Sebagai contoh, UAH menjelaskan tentang golok. Tidak ada hukum Islam tentang golok. Hukum berlaku saat golok digunakan. Jika untuk menyembeli hewan kurban maka perbuatannya halal. Namun, hukum berlaku sebaliknya saat golok digunakan untuk kejahatan.

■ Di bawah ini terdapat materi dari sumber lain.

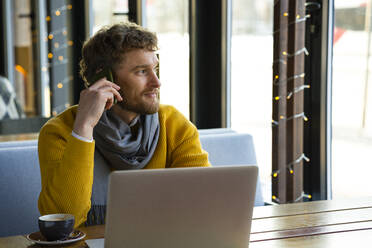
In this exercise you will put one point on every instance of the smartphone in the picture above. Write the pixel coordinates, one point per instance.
(103, 73)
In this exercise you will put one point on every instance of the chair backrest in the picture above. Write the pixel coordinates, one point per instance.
(232, 149)
(20, 185)
(20, 182)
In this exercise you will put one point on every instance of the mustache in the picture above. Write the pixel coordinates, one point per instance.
(151, 91)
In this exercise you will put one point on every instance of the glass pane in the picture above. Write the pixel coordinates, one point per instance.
(23, 57)
(109, 12)
(251, 78)
(56, 45)
(351, 99)
(169, 19)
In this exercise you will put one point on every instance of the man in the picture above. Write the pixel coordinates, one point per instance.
(79, 147)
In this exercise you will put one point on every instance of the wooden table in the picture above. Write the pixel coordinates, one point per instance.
(336, 223)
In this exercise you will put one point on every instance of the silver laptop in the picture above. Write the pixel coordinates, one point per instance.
(207, 207)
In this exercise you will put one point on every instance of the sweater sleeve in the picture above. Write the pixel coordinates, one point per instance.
(184, 144)
(66, 166)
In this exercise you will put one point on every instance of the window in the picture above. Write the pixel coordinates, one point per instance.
(251, 78)
(351, 99)
(169, 19)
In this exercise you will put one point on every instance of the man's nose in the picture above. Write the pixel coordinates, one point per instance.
(155, 82)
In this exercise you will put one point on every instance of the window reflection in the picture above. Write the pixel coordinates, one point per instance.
(351, 99)
(169, 19)
(251, 78)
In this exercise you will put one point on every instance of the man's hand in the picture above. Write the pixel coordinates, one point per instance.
(93, 101)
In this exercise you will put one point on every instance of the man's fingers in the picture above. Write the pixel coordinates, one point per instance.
(102, 83)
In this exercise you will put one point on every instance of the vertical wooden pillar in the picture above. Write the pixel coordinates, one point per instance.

Jadi, semua Islam seharusnya tidak ada yang menentang maulid dan maulud Nabi. Nabi Isa alahissalam dan umat terdahulu saja senang mendengar waktu dilahirkannya Rasulullah, apalagi umatnya sendiri.
Waktu dan adanya bayi yang dilahirkan sesuai dengan janji Allah dalam Al Quran surat Al Baqarah ayat 129.
“ Ya Tuhan kami, utuslah di tengah mereka seorang rasul dari kalangan mereka sendiri, yang akan membacakan kepada mereka ayat-ayat-Mu dan mengajarkan Kitab dan Hikmah kepada mereka, dan menyucikan mereka. Sungguh, Engkaulah Yang Mahaperkasa, Mahabijaksana.”
“Jika ada umat Islam yang mengatakan ‘saya menentang maulid Nabi, berarti dia keluar dari hukum Islam,” ujar Ustadz Adi Hidayat tegas.
Baca Juga: Ustadz Adi Hidayat Angkat Bicara Tentang Vaksin AstraZeneca, Haram Jika...
Oleh karena itu, sebagai tanda bahwa umat Islam senang dan gembira atas kelahirannya, harus menjadikan Rasulullah sebagai uswatun hasanah atau teladan yang baik, seperti tertera dalam Quran surat Al Ahzab (33) ayat 21.